Clever play or downright cheating? I guess if you were of a Preston North End persuasion, then you would be spitting venom in the direction of Kyle Edwards on Monday night.
The West Bromwich Albion forward went to ground in close proximity of PNE No.1 Declan Rudd in the final seconds of the Championship clash at Deepdale.
With a decision or not to make, referee Oliver Langford put his whistle to his mouth, blew and then pointed to the spot.
It gave Baggies’ striker Charlie Austin the chance to secure the three points for the visitors – one he didn’t waste as he sent Rudd the wrong way.
I am sure the visiting supporters did not care as Albion returned to the top of the Championship, but television replays of the penalty incident would appear to indicate the contact between Edwards and Rudd was minimal, if there was any at all.
So let’s go back to my original question. Was Edwards’ actions clever play or downright cheating?
It goes without saying what PNE supporters think but I imagine Albion supporters would say the former – until they are on the receiving end of a similar scenario. Where was the video assistant referee when you need it? Of course VAR is only used for Premier League fixtures only.
It was interesting that a couple of days earlier a similar incident occurred at the Kingpower Stadium when Leicester City entertained Everton.
Ben Chilwell was eventually booked for diving after a challenge from Mason Holgate. The Foxes were initially awarded a penalty which was then overturned after a check on the video.

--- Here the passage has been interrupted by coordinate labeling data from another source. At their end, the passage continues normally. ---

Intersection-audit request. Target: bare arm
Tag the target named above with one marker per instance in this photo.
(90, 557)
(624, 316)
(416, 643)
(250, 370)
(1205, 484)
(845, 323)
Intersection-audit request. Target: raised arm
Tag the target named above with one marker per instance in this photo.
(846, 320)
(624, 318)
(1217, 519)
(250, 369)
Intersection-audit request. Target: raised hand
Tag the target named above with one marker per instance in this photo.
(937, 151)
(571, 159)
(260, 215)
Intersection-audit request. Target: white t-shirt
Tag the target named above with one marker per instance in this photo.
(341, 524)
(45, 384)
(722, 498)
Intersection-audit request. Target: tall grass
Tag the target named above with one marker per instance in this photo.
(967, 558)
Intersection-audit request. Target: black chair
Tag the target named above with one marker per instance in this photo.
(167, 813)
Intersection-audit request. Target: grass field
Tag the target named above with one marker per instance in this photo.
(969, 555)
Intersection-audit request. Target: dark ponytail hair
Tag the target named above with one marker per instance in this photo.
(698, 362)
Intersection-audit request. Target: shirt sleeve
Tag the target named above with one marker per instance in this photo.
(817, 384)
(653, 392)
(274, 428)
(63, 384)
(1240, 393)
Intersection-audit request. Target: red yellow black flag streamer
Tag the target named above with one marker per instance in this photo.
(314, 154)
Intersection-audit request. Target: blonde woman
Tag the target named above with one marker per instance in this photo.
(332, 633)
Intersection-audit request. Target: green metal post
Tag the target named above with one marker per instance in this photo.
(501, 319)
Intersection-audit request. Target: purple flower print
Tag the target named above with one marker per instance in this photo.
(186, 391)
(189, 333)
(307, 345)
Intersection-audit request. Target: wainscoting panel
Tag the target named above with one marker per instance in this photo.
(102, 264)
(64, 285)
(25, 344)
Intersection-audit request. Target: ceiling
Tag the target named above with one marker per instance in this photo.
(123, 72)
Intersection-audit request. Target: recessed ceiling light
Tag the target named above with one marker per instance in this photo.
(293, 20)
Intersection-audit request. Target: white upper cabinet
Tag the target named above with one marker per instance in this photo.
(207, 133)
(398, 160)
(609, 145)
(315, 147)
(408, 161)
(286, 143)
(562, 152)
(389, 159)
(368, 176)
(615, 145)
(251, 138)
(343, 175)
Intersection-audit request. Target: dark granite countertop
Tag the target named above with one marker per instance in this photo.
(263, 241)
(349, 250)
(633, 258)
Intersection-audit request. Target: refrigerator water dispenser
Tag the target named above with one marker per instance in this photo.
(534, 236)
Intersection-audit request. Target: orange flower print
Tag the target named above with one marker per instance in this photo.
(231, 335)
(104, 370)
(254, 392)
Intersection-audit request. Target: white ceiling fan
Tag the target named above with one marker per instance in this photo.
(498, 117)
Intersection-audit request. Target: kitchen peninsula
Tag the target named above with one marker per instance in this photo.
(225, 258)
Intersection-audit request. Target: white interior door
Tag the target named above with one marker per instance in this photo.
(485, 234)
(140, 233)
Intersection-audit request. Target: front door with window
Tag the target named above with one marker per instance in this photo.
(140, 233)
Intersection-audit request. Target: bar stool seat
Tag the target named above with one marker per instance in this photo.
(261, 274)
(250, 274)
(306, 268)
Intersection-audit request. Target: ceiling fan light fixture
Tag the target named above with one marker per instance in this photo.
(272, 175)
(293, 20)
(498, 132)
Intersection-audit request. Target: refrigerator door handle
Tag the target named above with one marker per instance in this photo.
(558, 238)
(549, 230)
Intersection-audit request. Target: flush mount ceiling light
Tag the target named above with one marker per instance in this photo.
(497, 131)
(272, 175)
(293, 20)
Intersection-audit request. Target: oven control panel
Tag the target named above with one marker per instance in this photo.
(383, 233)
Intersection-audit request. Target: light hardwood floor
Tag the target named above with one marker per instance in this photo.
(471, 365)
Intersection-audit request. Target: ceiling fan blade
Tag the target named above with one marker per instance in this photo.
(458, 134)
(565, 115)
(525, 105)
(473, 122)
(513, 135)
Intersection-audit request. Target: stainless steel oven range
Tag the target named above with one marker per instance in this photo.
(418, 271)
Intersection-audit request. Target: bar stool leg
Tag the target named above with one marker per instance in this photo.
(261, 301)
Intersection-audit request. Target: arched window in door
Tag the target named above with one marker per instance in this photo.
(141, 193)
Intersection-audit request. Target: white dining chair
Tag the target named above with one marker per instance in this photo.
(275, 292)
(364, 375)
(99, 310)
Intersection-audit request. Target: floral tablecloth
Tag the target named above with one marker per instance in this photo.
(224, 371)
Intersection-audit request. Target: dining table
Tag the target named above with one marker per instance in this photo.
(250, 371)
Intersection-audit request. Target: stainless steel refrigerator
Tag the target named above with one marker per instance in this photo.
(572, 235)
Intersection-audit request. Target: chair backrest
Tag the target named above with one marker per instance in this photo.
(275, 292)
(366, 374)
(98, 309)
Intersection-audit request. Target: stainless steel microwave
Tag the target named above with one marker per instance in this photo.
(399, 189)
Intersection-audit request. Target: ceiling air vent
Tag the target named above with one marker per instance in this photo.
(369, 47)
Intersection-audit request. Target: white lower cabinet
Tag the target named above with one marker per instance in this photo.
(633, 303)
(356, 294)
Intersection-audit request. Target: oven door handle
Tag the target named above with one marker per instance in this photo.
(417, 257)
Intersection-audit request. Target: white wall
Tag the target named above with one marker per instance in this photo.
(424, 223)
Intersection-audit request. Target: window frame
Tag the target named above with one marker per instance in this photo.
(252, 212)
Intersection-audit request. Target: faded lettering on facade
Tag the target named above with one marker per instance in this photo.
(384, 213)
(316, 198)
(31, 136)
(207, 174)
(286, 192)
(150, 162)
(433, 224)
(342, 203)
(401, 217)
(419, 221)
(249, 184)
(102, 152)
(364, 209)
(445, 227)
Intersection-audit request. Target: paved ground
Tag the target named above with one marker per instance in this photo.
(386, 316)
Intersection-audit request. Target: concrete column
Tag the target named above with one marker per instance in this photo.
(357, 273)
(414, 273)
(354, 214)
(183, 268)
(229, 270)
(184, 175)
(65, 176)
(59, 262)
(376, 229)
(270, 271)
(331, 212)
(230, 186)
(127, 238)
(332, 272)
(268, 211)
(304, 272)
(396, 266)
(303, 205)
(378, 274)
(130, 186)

Diving in the game is nothing new – certainly it’s been prevalent pretty much as far back as I can remember, although it began to infiltrate the English game in the 1990s probably due to the influx of more foreign talent.
I think what is more apparent is the cunning and subtlety players have when they go to ground these days.
I remember at the 1986 World Cup in Mexico when players used to roll around several times after a challenge.
I still chuckle when I recall the bare-faced cheek of the Brazil left-back Branco when he rolled around like he had been shot after a coming together with France goalkeeper Joel Bats during a quarter-final clash in Guadalajara.
As soon as the Brazilian saw the referee point to the penalty spot, he immediately sat up with his arms aloft, grinning from ear to ear.
And who could forget the antics of German Jurgen Klinsmann in the World Cup final four years later in earning the winning penalty against Argentina?
I think in fairness to the divers back in those days, they were given far less protection by referees and play-acting was used to emphasise some of the dangerous and cynical tackles which they were on the receiving end of.
That’s not the case these days as tackling which endangers an opponent is rightly being stamped out with red cards being dished out by officials.
But I think things need to be balanced up and anyone guilty of simulation should also be sent for an early bath.